Families should not treat this paper as a care plan. It is a clinical report from six children, not a guideline. Decisions about medicines, EEG monitoring, swallowing evaluation, therapy, mobility support, and developmental services should be made with the care team that knows the child.

Limits Of The Paper

The main limit is the small cohort size. Six children can show a pattern, but they cannot define the full range of IRF2BPL-related epilepsy. Later reports and larger datasets are needed to understand how often each feature occurs and how outcomes change over time.

The paper focused on children with epilepsy who were seen at one hospital. That means the cohort may be enriched for children with more obvious seizure presentations. It may not represent people with milder IRF2BPL symptoms, later-onset symptoms, movement-dominant presentations, or people without infantile spasms.

Follow-up was short. The last follow-up ages ranged from 1 year to 3 years 10 months. The paper therefore cannot tell us what happened later in childhood, whether seizure control lasted long term, or how movement, speech, swallowing, learning, and daily function changed with age.

The treatment information is useful but not definitive. The children received different combinations of medicines and hormonal therapy, and this was not a randomized or controlled trial. The paper can report what happened in these six children, but it cannot prove which treatment should be preferred.

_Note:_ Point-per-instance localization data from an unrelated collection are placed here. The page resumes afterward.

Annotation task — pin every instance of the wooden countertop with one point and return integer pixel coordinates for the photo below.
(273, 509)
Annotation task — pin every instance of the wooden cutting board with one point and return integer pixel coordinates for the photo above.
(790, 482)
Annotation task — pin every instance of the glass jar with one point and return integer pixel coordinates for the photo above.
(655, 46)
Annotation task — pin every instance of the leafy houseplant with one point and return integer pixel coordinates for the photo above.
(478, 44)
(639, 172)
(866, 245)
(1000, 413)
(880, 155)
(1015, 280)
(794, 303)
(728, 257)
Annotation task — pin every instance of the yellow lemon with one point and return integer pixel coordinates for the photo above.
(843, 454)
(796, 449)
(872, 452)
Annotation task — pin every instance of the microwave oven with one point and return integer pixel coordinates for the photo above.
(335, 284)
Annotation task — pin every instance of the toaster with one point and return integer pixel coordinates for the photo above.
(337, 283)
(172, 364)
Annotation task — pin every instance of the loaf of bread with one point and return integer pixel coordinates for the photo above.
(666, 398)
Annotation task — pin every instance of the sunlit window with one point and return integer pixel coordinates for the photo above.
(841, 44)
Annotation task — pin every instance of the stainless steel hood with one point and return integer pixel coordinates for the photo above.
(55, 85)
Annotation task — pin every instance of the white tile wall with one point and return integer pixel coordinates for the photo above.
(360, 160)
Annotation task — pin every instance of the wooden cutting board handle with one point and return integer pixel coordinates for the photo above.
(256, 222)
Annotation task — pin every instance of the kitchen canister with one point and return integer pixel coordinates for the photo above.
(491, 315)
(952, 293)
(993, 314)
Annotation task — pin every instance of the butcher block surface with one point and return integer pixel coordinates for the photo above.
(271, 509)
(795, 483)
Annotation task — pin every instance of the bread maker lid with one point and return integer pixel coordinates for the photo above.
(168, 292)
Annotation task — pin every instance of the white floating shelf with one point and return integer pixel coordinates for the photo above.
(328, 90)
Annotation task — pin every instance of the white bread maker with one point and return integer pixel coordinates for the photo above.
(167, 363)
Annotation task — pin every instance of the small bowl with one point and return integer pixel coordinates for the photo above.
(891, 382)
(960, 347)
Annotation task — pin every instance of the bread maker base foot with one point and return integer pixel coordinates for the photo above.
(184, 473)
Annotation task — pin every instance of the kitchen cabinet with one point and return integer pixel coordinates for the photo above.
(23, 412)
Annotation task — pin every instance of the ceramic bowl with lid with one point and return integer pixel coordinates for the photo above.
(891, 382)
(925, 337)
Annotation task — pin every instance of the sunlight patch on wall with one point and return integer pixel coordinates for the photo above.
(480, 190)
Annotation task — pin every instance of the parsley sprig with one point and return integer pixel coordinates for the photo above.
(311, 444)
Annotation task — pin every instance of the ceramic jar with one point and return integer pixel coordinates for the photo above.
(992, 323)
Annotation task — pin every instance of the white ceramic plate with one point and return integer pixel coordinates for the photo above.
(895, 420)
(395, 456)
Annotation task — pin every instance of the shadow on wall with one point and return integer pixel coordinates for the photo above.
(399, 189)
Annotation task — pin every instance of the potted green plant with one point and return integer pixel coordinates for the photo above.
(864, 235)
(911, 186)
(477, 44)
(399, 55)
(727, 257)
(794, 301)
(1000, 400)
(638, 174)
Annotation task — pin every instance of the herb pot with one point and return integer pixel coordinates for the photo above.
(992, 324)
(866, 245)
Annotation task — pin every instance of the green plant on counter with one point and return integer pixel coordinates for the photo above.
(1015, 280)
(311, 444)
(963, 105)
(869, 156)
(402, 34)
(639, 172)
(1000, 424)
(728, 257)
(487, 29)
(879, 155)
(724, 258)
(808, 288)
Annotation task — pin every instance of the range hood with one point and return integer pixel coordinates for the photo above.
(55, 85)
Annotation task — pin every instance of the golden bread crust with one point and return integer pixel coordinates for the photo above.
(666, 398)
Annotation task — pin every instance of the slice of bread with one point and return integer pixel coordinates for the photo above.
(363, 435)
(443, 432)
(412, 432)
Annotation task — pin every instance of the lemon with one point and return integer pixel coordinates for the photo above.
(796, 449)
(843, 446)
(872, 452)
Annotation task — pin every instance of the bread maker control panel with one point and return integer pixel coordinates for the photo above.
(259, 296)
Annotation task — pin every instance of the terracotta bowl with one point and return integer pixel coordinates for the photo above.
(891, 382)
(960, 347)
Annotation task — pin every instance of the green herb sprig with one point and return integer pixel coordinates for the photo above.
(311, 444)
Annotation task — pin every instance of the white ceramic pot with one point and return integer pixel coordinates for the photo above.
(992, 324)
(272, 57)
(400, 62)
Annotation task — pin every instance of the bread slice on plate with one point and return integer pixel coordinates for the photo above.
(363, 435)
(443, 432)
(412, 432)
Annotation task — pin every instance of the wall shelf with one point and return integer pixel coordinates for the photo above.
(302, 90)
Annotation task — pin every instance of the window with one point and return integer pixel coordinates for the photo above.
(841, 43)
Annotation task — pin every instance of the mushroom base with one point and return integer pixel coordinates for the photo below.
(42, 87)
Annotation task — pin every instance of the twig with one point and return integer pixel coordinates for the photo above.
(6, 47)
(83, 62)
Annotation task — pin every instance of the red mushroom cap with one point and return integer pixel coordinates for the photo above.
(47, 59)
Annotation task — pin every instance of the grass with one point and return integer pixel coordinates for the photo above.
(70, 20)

Some source details required careful extraction. The official Yiigle and PubMed pages expose the abstract and metadata, while the patient-level table was transcribed from a public full-text repost image. The cohort table was cross-checked against the official abstract, article text, and variant list, but the table itself is not available as structured text from the official page.

Source Notes

• Official article metadata and abstract: Yiigle cmaid 1324226, "Clinical features of epilepsy in children with IRF2BPL gene variation."
• PubMed abstract: PMID 34102826, English and Chinese abstracts.
• Public full-text repost: article text and Table 1 image for the six patient rows.
• Table 1: sex, variant, seizure onset age, seizure type, other clinical manifestations, brain MRI, and treatment.
• Main text: cohort identification from Peking University First Hospital, May 2017 to September 2020.
• Main text: EEG findings, MRI summary, ACMG interpretation, treatment response, and follow-up ages.
• Verified extraction files: `extracted-source-table.csv` and `patients.csv` in this article folder.